List the work your team actually does. How much of it depends on implementation from memory? How much depends on debugging, system understanding, tool use, review quality, and tradeoff judgment? The answer should shape the interview.
Then review where candidates struggle in your current loop. Are they failing for reasons that predict poor job performance, or for reasons that mainly predict poor puzzle performance?
Next, decide where AI belongs in evaluation. For some roles, it may belong in only one round. For others, it may be part of the whole technical assessment. The point is to be explicit.
Finally, invest in instrumentation. AI-enabled interviews need tighter design than many teams expect. You need tasks, rubrics, examples of strong and weak behavior, and a way to compare candidates fairly. This is exactly where purpose-built platforms can matter.
Final take
DoorDash’s AI interview shift in 2026 matters because it makes a quiet industry tension visible. The old technical interview model promised fairness through standardization, but often at the cost of realism. AI-assisted engineering work puts pressure on that tradeoff.
What DoorDash has done is not prove that every company should abandon LeetCode interviews. It has done something more useful: it has legitimized the idea that interviews should reflect the environment engineers actually work in now.
That is a meaningful shift in engineering hiring.

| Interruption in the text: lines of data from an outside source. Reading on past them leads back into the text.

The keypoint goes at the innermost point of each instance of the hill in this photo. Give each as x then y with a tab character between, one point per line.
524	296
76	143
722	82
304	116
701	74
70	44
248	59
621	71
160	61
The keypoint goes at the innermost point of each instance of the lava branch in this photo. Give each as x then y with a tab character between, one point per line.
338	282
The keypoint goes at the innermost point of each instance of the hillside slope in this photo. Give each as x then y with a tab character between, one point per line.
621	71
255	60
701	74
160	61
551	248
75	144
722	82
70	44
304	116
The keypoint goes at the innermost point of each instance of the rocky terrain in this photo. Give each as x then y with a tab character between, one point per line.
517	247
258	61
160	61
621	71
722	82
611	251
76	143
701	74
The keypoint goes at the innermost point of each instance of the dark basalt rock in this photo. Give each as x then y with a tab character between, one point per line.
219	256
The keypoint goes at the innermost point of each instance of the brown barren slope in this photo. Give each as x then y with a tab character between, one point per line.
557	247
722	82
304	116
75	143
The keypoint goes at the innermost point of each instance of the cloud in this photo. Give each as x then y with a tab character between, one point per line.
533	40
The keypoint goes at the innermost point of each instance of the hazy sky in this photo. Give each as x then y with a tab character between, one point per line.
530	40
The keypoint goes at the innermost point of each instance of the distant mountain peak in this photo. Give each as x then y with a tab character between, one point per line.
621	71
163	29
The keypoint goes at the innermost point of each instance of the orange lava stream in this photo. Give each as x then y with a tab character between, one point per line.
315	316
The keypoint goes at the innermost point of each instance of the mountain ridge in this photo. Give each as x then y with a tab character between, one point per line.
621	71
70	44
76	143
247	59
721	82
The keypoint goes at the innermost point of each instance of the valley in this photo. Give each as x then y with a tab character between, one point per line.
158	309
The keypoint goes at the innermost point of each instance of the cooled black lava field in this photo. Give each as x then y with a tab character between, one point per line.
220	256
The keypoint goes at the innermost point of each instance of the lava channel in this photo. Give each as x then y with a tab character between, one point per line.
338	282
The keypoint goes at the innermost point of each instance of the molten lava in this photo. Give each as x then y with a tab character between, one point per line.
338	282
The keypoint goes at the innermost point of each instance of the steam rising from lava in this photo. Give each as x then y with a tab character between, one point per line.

For hiring teams, the takeaway is practical. Stop asking whether AI should exist in the interview abstractly. Ask what skills you truly want to measure, what modern work looks like on your team, and what structure you need to evaluate that work fairly.
For Nuvis, the implication is clear. As more companies move toward AI-aware hiring, the need for a well-designed AI interview assistant becomes less theoretical and more operational. The winning products will not just add AI to the process. They will help companies build interviews that are realistic, measurable, and worth trusting.